What Can We Do with All This Issue Data?
So you've got a few months' worth of data.
All those calls and responses. What can be done with it? In one word
trending. Most, if not all,
of the latest help desk software programs have a built-in reporting feature. Generally, this feature
allows you to make inquiries to your database and generate output that can depict your call desk
environment. Reports can be produced which provide information on issues in summary, detailed, or
statistical formats. You can filter the data by specifying a query. Most help desk software query
programs give you the ability to print routine and custom reports.
- Routine Reports. Help desk
software programs should be able to produce reports that present data for everyday questions.

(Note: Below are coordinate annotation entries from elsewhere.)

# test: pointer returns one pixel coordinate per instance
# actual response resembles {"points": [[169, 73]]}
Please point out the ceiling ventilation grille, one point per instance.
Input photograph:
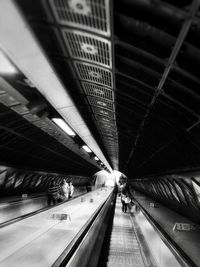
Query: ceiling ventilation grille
{"points": [[91, 15], [98, 91], [94, 74], [88, 47], [103, 112], [102, 119], [100, 103]]}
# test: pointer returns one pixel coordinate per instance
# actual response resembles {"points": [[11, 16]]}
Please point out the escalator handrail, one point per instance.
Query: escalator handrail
{"points": [[179, 254], [66, 255]]}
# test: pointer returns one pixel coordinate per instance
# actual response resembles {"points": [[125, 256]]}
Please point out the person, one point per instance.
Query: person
{"points": [[127, 202], [71, 189], [65, 189], [53, 193], [123, 196]]}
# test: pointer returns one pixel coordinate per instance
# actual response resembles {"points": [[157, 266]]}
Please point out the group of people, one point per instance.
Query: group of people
{"points": [[59, 192]]}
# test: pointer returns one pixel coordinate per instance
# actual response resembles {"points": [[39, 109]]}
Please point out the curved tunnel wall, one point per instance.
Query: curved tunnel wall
{"points": [[17, 181], [180, 192]]}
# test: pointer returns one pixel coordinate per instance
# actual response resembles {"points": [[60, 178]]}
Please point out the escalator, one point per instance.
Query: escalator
{"points": [[121, 246]]}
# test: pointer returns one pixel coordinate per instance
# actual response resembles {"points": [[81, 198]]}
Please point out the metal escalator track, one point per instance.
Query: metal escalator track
{"points": [[121, 247]]}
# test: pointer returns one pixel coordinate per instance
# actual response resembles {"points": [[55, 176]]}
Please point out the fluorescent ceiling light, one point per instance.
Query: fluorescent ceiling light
{"points": [[5, 65], [63, 126], [86, 148]]}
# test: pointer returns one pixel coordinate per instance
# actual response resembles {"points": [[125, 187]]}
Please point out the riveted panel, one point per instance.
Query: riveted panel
{"points": [[88, 47], [91, 15]]}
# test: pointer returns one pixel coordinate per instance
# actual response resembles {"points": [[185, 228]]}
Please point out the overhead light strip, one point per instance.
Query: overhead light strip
{"points": [[63, 125], [32, 61]]}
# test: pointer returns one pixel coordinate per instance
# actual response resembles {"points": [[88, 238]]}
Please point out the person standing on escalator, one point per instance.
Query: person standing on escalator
{"points": [[53, 193]]}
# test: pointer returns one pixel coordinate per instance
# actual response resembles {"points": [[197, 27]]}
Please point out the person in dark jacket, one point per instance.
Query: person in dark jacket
{"points": [[53, 193]]}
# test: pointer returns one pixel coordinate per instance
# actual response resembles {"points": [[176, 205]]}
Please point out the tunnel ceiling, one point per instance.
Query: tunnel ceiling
{"points": [[132, 68]]}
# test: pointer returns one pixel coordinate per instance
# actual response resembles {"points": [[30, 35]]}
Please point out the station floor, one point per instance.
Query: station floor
{"points": [[40, 239]]}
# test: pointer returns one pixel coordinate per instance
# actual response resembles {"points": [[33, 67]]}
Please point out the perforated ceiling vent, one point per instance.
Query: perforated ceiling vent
{"points": [[104, 112], [98, 91], [101, 103], [101, 118], [94, 74], [88, 47], [91, 15]]}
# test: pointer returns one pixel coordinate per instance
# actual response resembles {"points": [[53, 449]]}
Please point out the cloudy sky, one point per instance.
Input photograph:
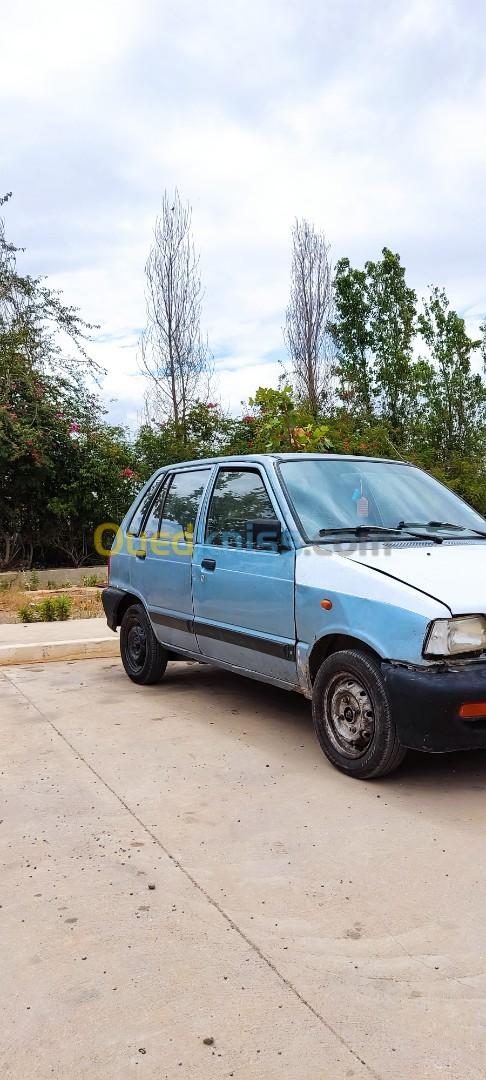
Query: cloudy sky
{"points": [[368, 117]]}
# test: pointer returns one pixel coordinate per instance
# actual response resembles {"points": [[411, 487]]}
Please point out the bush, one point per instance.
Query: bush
{"points": [[32, 582], [27, 612], [51, 609], [91, 580], [64, 605]]}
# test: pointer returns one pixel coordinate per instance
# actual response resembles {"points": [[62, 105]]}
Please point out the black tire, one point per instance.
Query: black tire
{"points": [[352, 716], [144, 659]]}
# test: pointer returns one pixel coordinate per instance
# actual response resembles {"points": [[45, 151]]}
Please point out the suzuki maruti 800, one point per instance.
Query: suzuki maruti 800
{"points": [[359, 582]]}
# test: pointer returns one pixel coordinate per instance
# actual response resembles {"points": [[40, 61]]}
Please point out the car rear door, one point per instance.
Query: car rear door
{"points": [[162, 570], [243, 593]]}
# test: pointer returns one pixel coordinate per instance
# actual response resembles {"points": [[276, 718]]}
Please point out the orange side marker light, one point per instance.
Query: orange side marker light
{"points": [[473, 710]]}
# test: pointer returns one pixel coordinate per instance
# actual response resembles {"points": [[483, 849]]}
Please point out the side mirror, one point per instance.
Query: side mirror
{"points": [[264, 534]]}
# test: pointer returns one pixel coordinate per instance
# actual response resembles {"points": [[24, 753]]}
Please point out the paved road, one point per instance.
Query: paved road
{"points": [[314, 927]]}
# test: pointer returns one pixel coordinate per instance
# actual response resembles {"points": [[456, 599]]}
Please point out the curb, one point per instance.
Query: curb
{"points": [[40, 652]]}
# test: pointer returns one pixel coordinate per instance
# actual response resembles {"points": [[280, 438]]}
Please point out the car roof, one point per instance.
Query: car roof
{"points": [[262, 458]]}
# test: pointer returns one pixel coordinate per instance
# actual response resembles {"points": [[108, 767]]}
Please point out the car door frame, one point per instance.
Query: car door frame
{"points": [[173, 630], [267, 644]]}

Most systems have a variety of pre-defined reports to give you output on such questions as:
- What departments, customers, billing
areas, etc., call?
- Do selected departments or customers
call more frequently?
- What is our average number of customers
in the queue?
- How long does it take for the average
call to be resolved?
- Are certain technical support
individuals overutilized, underutilized, or never utilized?
- Are certain pieces of equipment
breaking down more often than others?
- Custom Reports. Although help
desk software programs have various reports to deal with the most common queries, no system can do
it all. Senior management is bound to want SOMETHING that the canned reports cannot produce!

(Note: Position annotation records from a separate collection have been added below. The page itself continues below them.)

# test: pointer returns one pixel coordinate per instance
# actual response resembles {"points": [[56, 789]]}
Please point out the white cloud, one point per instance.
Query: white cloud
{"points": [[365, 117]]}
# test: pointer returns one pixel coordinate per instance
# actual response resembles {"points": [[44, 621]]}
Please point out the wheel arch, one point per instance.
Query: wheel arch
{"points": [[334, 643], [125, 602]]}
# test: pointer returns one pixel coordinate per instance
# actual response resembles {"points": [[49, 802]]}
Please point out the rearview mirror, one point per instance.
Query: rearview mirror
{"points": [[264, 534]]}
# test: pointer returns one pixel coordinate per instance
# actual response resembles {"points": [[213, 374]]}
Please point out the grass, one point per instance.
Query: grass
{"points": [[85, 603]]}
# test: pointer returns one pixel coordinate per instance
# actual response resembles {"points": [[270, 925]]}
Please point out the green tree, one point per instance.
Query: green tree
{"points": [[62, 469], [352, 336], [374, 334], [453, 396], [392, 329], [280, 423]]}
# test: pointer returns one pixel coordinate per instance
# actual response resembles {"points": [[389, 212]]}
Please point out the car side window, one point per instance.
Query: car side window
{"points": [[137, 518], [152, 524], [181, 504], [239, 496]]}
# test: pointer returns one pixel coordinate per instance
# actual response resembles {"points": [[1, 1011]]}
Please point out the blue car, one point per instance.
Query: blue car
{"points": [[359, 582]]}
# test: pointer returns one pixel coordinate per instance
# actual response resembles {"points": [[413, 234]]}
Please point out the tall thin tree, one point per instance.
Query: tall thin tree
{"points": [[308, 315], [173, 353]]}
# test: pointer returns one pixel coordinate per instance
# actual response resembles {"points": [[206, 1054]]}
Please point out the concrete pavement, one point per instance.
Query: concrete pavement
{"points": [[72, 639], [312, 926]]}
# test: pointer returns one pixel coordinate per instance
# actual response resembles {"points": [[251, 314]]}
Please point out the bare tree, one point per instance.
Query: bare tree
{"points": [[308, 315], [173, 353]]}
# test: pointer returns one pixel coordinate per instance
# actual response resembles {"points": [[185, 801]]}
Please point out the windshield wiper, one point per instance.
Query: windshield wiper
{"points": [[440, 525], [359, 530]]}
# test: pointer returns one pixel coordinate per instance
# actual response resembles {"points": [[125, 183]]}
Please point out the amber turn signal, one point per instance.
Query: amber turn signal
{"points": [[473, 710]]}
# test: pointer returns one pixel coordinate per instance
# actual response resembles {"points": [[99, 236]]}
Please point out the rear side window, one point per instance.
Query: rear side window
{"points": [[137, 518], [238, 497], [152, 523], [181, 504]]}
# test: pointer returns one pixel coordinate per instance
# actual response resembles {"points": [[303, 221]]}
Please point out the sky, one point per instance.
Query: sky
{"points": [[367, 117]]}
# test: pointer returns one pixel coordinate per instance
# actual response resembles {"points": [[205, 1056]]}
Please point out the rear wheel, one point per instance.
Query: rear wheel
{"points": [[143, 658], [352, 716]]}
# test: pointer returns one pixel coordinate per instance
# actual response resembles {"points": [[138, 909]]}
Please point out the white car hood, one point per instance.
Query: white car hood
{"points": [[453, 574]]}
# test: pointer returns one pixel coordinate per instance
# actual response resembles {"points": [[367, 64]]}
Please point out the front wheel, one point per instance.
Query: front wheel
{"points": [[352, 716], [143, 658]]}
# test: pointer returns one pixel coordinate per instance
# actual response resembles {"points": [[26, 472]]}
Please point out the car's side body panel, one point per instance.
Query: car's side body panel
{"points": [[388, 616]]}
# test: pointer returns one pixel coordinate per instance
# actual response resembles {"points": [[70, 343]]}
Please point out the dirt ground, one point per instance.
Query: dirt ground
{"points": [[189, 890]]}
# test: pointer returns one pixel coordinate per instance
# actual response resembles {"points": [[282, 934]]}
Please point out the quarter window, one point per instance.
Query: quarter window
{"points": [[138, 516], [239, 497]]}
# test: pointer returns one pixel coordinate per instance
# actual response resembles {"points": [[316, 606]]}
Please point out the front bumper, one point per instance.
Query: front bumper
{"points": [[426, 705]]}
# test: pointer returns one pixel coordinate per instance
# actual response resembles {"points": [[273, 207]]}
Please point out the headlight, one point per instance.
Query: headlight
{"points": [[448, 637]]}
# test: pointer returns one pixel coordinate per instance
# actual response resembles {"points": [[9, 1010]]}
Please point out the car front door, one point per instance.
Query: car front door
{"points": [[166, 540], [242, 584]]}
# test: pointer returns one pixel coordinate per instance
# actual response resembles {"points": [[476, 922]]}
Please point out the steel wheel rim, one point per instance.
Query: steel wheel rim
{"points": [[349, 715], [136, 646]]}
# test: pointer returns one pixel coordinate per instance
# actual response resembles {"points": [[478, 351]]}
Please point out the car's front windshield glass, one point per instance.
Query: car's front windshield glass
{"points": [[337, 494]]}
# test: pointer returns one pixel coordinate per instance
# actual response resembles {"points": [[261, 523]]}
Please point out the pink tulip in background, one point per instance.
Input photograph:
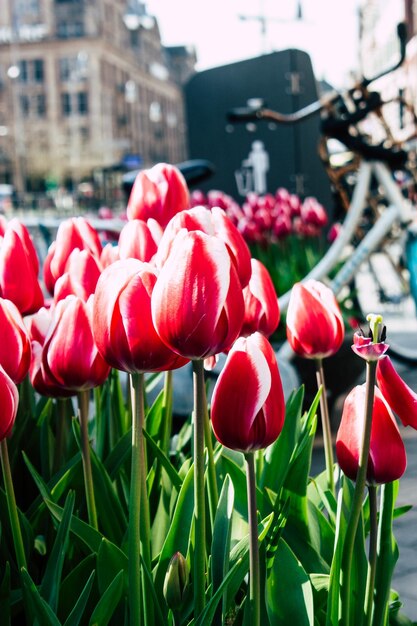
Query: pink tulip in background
{"points": [[159, 193]]}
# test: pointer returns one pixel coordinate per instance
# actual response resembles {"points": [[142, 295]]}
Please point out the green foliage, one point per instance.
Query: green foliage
{"points": [[78, 575]]}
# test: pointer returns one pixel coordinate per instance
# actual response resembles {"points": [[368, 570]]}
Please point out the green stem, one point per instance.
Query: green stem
{"points": [[254, 575], [134, 548], [167, 409], [199, 500], [370, 583], [325, 420], [386, 557], [213, 494], [61, 432], [11, 505], [83, 402], [355, 513]]}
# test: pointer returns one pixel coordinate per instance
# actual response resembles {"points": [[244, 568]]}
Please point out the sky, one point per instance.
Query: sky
{"points": [[328, 32]]}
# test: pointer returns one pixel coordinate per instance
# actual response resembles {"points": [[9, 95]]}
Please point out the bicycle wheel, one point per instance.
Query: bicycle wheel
{"points": [[386, 284]]}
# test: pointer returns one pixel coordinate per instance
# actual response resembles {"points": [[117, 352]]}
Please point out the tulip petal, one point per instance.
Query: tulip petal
{"points": [[190, 294], [399, 396], [235, 406], [387, 457]]}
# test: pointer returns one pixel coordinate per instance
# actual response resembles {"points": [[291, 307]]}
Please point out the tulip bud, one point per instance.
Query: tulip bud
{"points": [[387, 457], [176, 582], [9, 400], [315, 327]]}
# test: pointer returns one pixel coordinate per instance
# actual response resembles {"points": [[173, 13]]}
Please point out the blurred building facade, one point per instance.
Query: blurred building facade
{"points": [[86, 90], [379, 50]]}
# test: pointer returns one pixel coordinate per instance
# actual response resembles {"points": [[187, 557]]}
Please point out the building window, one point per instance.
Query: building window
{"points": [[66, 103], [38, 74], [82, 102], [66, 30], [41, 105], [24, 105], [23, 71]]}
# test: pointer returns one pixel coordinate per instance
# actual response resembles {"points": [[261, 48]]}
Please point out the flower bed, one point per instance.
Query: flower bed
{"points": [[109, 514]]}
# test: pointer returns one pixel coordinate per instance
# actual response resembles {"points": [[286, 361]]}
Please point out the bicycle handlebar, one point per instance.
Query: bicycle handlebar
{"points": [[373, 101]]}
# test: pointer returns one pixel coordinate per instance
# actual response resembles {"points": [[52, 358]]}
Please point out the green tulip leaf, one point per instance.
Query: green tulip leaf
{"points": [[288, 590], [91, 537], [278, 455], [74, 584], [222, 529], [119, 454], [387, 550], [108, 602], [154, 416], [5, 596], [110, 561], [165, 462], [74, 618], [178, 536], [40, 608], [52, 577], [106, 497]]}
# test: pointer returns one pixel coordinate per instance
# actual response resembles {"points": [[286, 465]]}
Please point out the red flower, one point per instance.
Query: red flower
{"points": [[18, 271], [9, 400], [80, 278], [159, 192], [387, 457], [261, 302], [139, 240], [70, 356], [399, 396], [315, 326], [367, 349], [109, 255], [123, 327], [197, 302], [15, 344], [247, 407], [73, 233], [213, 222]]}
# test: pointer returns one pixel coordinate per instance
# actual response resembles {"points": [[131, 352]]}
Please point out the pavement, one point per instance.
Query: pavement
{"points": [[405, 527]]}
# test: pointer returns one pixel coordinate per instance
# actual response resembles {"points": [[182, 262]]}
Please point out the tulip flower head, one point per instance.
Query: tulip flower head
{"points": [[123, 327], [261, 302], [73, 233], [139, 240], [247, 407], [371, 347], [197, 301], [70, 355], [315, 327], [9, 401], [399, 396], [159, 192], [387, 457], [213, 222], [15, 351], [18, 271]]}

But don't fret. Lots of problem management software enable custom report creation. Some help
desk software systems allow this via coding within the program's language, such as C, C++, SQL,
etc. Others allow you to create your customized reports in report program such as Seagate's
Crystal Reports® and then transfer it to the help desk software programs reporting structure.
Naturally, custom report generation may require the skills of a programmer to code these specialized
programs. Costs notwithstanding, you will be able to create the kind of reports that all facets of
your organization demands for doing trending analysis.
Naturally, the answers to the questions that
drive these reports will inevitably save you money. For example, looking at a trend of which printers
break down more frequently may persuade your management to buy more cost-effective printers, lessen
calls about those devices, and reallocate staff for other problems. However, it's not always about
sometimes it's customer satisfaction. If view trends that show a high rate of calls on Mondays
between 9-11 am, customers may smile more if more personnel are hired to respond to issues at that time.